So, some of you probably have kids, and you prospect. So here’s what its like for a kid to go on a gold hunting trip. I’ve been hunting gold since I was… Oh, three? Two? And now I’m going on 16. Yeah, I’ve found nuggets myself too!
At Five Years Old:
Everything is something you can climb, and cactus are a big scary looming green monster. And when you can’t see the truck, it’s magically disappeared, even though it’s still there. Here, I mean, obviously kids don’t really (or at least probably haven’t grasped) the concept of worth. So that pretty green rock? They’ll think it’s the world! That really, really cool shiny grey rock? It’s worth a ton to them! Everything is exciting, quartz (which can be pretty and if really, really pretty I’m sure can sell for a nice price) is like crystals! What gold prospectors typically look for (ore, and other such things) really isn’t always too exciting. So when you find gold, you have to get them excited about it too! Otherwise, it’s a strange, hard to break yellow rock.
At Eight Years Old:
By now they get a good understand of what is mostly harmless (that cute lizard that is sitting on that rock) and what is dangerous (that rattling snake in that bush). And they’ve probably at least grasped the concept of worth (So that chocolate bar is worth two, and I have three etc) and if you took them out before five years, they get that gold is something that is very cool, and valuable. Try as they might, the big Minelab is still a bit too heavy, and that Gold Bug was probably pretty expensive. So panning is always a great way for them to see color of their own (even with help from someone, its exciting). By now they know what targets are probably wire (double warble), and what is maybe iron, and what might be that good eight ouncer you’ve been wanting.
At Ten Years Old:
Gold is definitely exciting, and so is chasing that big lizard that just came out from under that rock! What’s that? That? See that weird bird, what kind is it? It’s all about adventure (at least for me anyways). Wire is a no brainer on the sound (or at least most of the time) and gold is on their mind, but that big lizard is more tempting.
At 13 Years Old:
Hiking is boring work, and you’d much rather be playing on the computer, or having a sleepover with your best friend, but when the gold comes out, game on! The Gold Bug is still heavy, but usable for short periods of time, and cracking open rocks while vacuuming is fun!
At 15 Years Old:
I’ll admit, a lot of times I’d rather be typing a story on my computer. But recently, I’ve found myself yearning for hiking in the desert and stretching out my legs and getting dust everywhere possible. Gold is super exciting, a gold bug is easier to carry, but right now, kids are just figuring out who they are, what the heck they are (puberty= absolutely no fun whatsoever), and what the heck they want to do with their life! They probably whine and complain more about it being hot (I know I can’t stand the heat like I use to be able to) and getting hungry every hour is pretty normal. You’re scared of a big cat pouncing on you while you hide behind a bush relieving yourself, and pretty much every cliff has a mountain lion ready to jump onto you and kill you (I’ve gotten over this, but sometimes you can just feel their eyes on the back of your neck.) My dad and his friends always carry guns and I now have a hunting license so…lookout predators!

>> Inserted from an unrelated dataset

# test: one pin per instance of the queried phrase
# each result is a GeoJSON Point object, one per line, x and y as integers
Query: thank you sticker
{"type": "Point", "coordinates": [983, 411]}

Basically, just get your kids out there as soon as possible! The desert can be awesome fun! Learning to build fires, learning about rocks, minerals and the native wildlife! Catching that really fast lizard! And most importantly (and my personal favorite), telling stories around the campfire.
I hope this opened any of your eyes to what exactly a kid is thinking, or really, what the trip means to a kid. Obviously, kids vary, but this was my personal experience, I’ve hiked through the desert more miles then people must drive to and from work in a year lol.